Following Natasha Cooper was Simon Kernick. His hour and a half allotment was spent talking about Plot. It was a very funny session with loads of anecdotes and jokes but plenty of good stuff for any budding writer to go away with and think about.
Setting with Greg Mosse followed soon after – a more structured session talking about setting and how it can be used to propel a story along and the dos and don’ts when describing your location. Greg is a teacher in his own right as well as an author and his hour or so session gave me a glimpse at how beneficial my one on one session with him tomorrow will be.
Laura Wilson talked about Inventing People, including how to come up with character names (my pet hate / struggle), Natasha Cooper returned with advice on how to sit down and just write your novel and Jane Gregory and Hilary Hale rounded off the day with sound advice from the agent’s and publisher’s perspective. They were encouraging, although the statistics telling us how many people actually get published each year were quite depressing.
The Creative Thursday was great – I really enjoyed it – lots of good advice and encouragement. Throughout it all, I was keeping my eye out for Sarah. She is a fellow BTZer and writer (and artist) and I knew she was in the workshop. I did spot her but at the time, I wasn’t 100% sure – but with the help of Natasha Cooper, Sarah’s identity was confirmed and we introduced ourselves. It was like we had known each other for years – clichéd I know, but, as with all the other BTZers I met today, it was true.
The Jingo arrived from London and straight away we joined the crowds for the first event – the announcement of the winner of the Theakston's Old Peculier Crime Novel of the Year. The winner was Allan Guthrie. The look on his face when he accepted the coveted Theakston’s barrel and generous cheque told it all – he hadn’t expected to win.
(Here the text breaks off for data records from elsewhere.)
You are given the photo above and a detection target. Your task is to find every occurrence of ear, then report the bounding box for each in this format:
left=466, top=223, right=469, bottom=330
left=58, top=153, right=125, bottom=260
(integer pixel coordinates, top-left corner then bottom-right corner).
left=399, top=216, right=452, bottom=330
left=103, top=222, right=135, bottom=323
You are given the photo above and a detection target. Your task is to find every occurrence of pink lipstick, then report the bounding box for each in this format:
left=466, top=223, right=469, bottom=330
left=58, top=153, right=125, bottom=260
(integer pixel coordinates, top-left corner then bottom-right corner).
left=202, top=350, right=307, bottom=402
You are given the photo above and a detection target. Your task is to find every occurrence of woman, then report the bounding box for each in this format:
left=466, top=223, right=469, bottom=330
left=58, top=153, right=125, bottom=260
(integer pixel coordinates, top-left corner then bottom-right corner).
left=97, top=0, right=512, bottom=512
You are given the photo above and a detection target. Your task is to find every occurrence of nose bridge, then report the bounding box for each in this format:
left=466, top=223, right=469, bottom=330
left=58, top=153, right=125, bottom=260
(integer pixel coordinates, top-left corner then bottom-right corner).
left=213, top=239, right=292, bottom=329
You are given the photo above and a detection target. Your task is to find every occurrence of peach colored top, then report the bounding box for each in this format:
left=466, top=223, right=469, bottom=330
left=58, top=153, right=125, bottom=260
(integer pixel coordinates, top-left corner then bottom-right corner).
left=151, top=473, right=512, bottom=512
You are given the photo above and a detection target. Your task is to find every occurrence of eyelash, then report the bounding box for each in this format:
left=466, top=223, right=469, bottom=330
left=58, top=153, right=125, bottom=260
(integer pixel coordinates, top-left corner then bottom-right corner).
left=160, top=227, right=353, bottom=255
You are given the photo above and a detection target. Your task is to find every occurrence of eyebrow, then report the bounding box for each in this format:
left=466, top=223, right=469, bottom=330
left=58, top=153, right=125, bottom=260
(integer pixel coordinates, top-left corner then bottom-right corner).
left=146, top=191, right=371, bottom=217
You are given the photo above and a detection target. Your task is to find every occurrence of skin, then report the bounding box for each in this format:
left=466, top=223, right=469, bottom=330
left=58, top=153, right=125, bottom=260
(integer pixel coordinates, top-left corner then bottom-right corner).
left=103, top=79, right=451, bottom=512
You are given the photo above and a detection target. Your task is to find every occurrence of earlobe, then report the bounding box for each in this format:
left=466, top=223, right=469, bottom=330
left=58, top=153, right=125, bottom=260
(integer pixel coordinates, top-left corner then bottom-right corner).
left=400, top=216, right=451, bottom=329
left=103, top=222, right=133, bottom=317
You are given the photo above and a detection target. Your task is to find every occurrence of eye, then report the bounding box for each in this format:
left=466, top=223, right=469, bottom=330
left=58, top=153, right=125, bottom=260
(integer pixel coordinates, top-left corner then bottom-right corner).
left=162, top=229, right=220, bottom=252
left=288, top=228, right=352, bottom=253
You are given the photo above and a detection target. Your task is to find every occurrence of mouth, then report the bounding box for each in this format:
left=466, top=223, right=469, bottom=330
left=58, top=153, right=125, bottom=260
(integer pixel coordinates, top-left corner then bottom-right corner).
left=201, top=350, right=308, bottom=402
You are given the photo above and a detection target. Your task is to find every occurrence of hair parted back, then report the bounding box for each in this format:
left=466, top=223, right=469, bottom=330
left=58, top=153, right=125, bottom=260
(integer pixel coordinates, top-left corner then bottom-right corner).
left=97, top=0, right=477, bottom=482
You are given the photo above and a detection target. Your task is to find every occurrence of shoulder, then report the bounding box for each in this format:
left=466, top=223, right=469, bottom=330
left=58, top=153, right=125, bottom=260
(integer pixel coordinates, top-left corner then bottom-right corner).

It was a special moment - not a dry eye in the house! The fact that this award is voted by the readers made the win even more rewarding. I don’t think Allan let go of that barrel for the remainder of the night – he may have even slept with it – I know I would have!
Next was the Festival Opening Party which was reasonably low key – free wine and Theakston’s beer for all. The Jingo and I spoke with William, a 17 year old who has written three novels already and was scoping the crowd for agents and publishers. He had the determination and drive to become an author that I wish I had had at his age. He even had business cards printed off. Look out for him in the future.
We rubbed shoulders with the elite, spotting faces in the crowds, whispering names to each other – “Isn’t that so and so?” “There’s Mr whathisname.” – unashamed in our fan boy frenzy. Then we met more BTZers – Betty, Tzara, Chelbel and Ravenscross – all great people who I hope to catch up with again during the festival.
After the final event of the day finished, it was off to the bar where fans, authors, publishers, agents and the occasional sleazy playboy mingle and dross about anything and everything. I spent most of the time talking to the BTZers – catching up, giving each other encouragement with our own writing, talking about any conversations we may have had with the big names of the Festival. It was a grand night, tapering off into the early hours where only a handful of people, mainly authors, remained. I was so tired, I was in danger of slipping into a coma, so I decided it was time to head off. I would have liked to have talked to more authors but my bed was calling me and there is plenty of time left in this Festival to chat with these accessible, generous and good natured people.